シェイラがギースを下して数日。ボクは、そういえば、ルティアスにシェイラへと尋ねるよう言われていたことがあったのだったと思い出す。
「シェイラ、一つ聞きたいのだが」
「何ですか?」
恒例のお茶会。そこでの会話は主に、『絶対者』に関するものだったのだが、最近では、シェイラが色々な情報をくれるようになった。それこそ、影に探らせていても中々尻尾が掴めなかった悪事の証拠だとか、ノーマークだった存在の能力だとか……。
(シェイラが敵でなくて、本当に良かった)
どうやって情報を得ているのかは、一応ボクにだけは話してくれたが、それを他の者が真似ることは不可能だ。
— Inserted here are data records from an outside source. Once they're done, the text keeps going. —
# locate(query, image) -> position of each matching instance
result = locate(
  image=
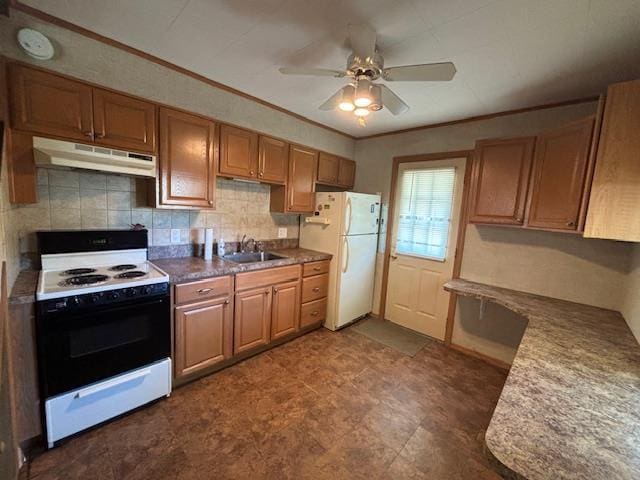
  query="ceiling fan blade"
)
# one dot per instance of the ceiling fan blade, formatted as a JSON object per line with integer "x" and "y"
{"x": 333, "y": 101}
{"x": 363, "y": 40}
{"x": 317, "y": 72}
{"x": 393, "y": 102}
{"x": 429, "y": 72}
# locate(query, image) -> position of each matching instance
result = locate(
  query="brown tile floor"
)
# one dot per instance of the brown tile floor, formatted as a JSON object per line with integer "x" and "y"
{"x": 325, "y": 406}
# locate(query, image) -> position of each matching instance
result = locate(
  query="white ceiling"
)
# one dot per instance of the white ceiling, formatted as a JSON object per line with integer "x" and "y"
{"x": 509, "y": 53}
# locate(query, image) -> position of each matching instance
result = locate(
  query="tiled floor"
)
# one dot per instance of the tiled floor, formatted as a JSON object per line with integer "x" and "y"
{"x": 325, "y": 406}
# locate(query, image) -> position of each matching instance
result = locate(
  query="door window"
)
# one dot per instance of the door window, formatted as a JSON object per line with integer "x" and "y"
{"x": 424, "y": 212}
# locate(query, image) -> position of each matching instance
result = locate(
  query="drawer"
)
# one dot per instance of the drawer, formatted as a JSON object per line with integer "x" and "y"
{"x": 203, "y": 289}
{"x": 315, "y": 268}
{"x": 315, "y": 287}
{"x": 268, "y": 276}
{"x": 313, "y": 312}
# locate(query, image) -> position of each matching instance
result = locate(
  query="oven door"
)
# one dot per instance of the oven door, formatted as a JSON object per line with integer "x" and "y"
{"x": 79, "y": 348}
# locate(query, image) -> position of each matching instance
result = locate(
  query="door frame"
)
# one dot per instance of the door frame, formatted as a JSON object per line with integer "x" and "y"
{"x": 462, "y": 226}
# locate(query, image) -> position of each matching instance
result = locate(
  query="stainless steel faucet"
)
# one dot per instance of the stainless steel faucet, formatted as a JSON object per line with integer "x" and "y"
{"x": 244, "y": 243}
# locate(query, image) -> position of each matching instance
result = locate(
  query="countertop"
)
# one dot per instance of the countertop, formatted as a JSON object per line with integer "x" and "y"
{"x": 187, "y": 269}
{"x": 570, "y": 408}
{"x": 183, "y": 269}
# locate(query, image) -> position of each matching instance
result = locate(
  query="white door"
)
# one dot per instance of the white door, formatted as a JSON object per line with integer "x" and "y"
{"x": 361, "y": 213}
{"x": 357, "y": 264}
{"x": 425, "y": 231}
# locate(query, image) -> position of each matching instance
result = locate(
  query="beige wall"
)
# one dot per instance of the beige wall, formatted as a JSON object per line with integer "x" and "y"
{"x": 65, "y": 203}
{"x": 559, "y": 265}
{"x": 631, "y": 302}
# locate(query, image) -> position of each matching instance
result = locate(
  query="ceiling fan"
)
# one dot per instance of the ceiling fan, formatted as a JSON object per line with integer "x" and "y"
{"x": 365, "y": 65}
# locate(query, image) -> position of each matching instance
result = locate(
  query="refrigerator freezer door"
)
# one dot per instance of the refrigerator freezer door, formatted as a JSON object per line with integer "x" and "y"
{"x": 356, "y": 269}
{"x": 361, "y": 212}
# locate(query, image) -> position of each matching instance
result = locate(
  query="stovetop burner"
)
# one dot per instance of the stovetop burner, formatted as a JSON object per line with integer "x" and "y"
{"x": 78, "y": 271}
{"x": 125, "y": 266}
{"x": 133, "y": 274}
{"x": 84, "y": 280}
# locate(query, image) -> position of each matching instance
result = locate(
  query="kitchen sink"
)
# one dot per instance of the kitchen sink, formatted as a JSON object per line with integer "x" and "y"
{"x": 252, "y": 257}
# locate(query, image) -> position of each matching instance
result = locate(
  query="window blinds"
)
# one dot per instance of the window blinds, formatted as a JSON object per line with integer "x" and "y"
{"x": 426, "y": 198}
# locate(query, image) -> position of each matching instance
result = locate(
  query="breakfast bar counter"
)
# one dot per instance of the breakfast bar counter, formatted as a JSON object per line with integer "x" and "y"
{"x": 570, "y": 408}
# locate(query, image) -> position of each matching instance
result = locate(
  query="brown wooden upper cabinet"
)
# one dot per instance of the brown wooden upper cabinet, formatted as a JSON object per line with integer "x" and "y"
{"x": 124, "y": 122}
{"x": 273, "y": 160}
{"x": 188, "y": 154}
{"x": 500, "y": 178}
{"x": 615, "y": 192}
{"x": 558, "y": 179}
{"x": 336, "y": 171}
{"x": 301, "y": 184}
{"x": 51, "y": 105}
{"x": 238, "y": 152}
{"x": 328, "y": 168}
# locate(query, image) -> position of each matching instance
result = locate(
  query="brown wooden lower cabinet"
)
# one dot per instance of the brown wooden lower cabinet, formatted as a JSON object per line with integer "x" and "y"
{"x": 285, "y": 311}
{"x": 204, "y": 335}
{"x": 252, "y": 320}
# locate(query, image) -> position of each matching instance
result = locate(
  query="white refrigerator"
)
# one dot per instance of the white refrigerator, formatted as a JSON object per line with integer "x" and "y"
{"x": 345, "y": 224}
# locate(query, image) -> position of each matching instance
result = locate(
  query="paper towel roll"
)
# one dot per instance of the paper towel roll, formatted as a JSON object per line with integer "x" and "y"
{"x": 208, "y": 243}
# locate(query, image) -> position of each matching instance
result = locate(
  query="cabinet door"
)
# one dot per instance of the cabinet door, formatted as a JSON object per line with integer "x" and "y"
{"x": 347, "y": 174}
{"x": 124, "y": 122}
{"x": 273, "y": 160}
{"x": 558, "y": 176}
{"x": 500, "y": 179}
{"x": 328, "y": 168}
{"x": 285, "y": 312}
{"x": 50, "y": 105}
{"x": 301, "y": 185}
{"x": 238, "y": 152}
{"x": 204, "y": 335}
{"x": 252, "y": 319}
{"x": 187, "y": 159}
{"x": 615, "y": 192}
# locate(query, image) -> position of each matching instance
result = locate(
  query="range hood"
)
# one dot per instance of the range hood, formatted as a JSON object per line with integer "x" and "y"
{"x": 58, "y": 153}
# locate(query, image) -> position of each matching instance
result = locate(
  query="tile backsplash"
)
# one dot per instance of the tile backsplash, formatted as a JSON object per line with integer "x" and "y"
{"x": 71, "y": 199}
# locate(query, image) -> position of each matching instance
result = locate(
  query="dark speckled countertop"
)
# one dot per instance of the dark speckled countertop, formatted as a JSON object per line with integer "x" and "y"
{"x": 183, "y": 269}
{"x": 570, "y": 408}
{"x": 187, "y": 269}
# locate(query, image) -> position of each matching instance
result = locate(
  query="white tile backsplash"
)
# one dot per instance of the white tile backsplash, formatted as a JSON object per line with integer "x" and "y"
{"x": 92, "y": 200}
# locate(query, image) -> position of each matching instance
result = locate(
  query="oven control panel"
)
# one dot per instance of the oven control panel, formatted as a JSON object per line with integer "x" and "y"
{"x": 109, "y": 297}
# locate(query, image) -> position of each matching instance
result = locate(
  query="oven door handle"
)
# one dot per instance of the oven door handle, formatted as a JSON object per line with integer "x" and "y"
{"x": 112, "y": 383}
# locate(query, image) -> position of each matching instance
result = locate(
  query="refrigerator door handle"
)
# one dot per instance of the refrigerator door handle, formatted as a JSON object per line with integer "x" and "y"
{"x": 348, "y": 217}
{"x": 345, "y": 262}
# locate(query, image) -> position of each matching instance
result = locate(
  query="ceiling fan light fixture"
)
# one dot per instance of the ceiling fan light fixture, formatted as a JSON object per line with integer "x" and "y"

「あぁ、ルティアスからシェイラに聞くと良いと言われたのだが……ボクの優しさは、何かおかしいのだろうか?」
そう言えば、珍しく、シェイラはヒクリと頬を引きつらせる。
「それは……もしかして、お姉様に対する態度、ですか?」
「あぁ、それと、求愛行動について話したら、ルティアスから変な目で見られた。それに、シェイラは心当たりはないか?」
そう言えば、とうとうシェイラは遠い目をする。
(そんなに困る質問だったのだろうか?)
しかし、少しすると、そんなシェイラはボクを真っ直ぐ見てくる。その瞳には、何やら強い意思があるように見受けられる。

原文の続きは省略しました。